Mari sempre più caldi: rischio meteo estremo

Un ulteriore fattore di rischio è rappresentato dalla temperatura superficiale del mare (SST), già ora superiore alla media di circa +1°C nel Mar Tirreno, Mar Ionio e Adriatico meridionale. Le acque più calde potrebbero raggiungere anomalie ancora più marcate nel pieno dell’estate, alimentando un potenziale energetico in grado di generare fenomeni meteo esplosivi in presenza di infiltrazioni fresche da nord.
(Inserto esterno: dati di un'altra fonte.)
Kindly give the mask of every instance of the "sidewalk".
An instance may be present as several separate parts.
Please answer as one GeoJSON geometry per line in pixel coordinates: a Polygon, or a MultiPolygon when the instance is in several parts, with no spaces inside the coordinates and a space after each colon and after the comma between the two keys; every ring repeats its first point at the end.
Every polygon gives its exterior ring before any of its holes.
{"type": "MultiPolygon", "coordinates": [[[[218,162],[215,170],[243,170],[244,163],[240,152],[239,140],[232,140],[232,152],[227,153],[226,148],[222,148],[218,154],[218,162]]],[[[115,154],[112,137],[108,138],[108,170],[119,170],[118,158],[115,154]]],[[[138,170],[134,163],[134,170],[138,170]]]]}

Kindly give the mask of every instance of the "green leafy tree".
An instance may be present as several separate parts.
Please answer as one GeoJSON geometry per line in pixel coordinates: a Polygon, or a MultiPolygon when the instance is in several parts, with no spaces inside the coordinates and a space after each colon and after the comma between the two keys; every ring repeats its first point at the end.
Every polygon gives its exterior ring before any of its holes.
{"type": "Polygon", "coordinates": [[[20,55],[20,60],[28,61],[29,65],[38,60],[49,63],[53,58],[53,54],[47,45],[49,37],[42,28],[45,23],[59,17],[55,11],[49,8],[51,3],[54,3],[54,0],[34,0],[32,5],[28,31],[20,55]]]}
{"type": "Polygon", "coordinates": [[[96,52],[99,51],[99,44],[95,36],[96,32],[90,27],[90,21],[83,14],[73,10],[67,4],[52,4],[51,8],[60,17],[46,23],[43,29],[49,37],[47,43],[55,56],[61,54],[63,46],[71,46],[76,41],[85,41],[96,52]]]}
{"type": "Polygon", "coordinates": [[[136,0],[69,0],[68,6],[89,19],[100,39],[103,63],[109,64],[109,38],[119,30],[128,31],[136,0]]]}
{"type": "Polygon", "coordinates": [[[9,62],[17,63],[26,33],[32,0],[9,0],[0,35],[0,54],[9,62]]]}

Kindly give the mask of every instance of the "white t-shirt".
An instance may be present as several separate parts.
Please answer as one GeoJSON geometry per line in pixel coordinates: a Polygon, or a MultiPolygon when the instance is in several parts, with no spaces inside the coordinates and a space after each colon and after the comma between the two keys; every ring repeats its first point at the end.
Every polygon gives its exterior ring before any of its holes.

Questo scenario potrebbe dare origine a temporali violenti tra la fine di Luglio e l’inizio di Agosto, con rischio di nubifragi e grandinate improvvise.

 

Emergenza idrica e rischio per la salute

Tra le conseguenze più allarmanti delle anomale condizioni meteo previste, spicca la possibile insorgenza di una siccità generalizzata, con il rischio di razionamenti idrici e la significativa diminuzione della portata fluviale, soprattutto nel Sud Italia. La temperatura elevata dei mari, unita alla scarsa ventilazione, potrebbe inoltre portare a un incremento dell’ozono troposferico nei centri abitati e lungo le coste, con effetti dannosi per la salute, in particolare per anziani e persone affette da patologie respiratorie. Le notti, rese insopportabili dall’umidità stagnante, accentueranno ulteriormente il disagio.

 

Se le tendenze meteo attuali venissero confermate, l’estate 2025 potrebbe essere ricordata come una delle più calde e siccitose della storia italiana, coerente con l’andamento climatico degli ultimi anni e con le previsioni legate al riscaldamento globale.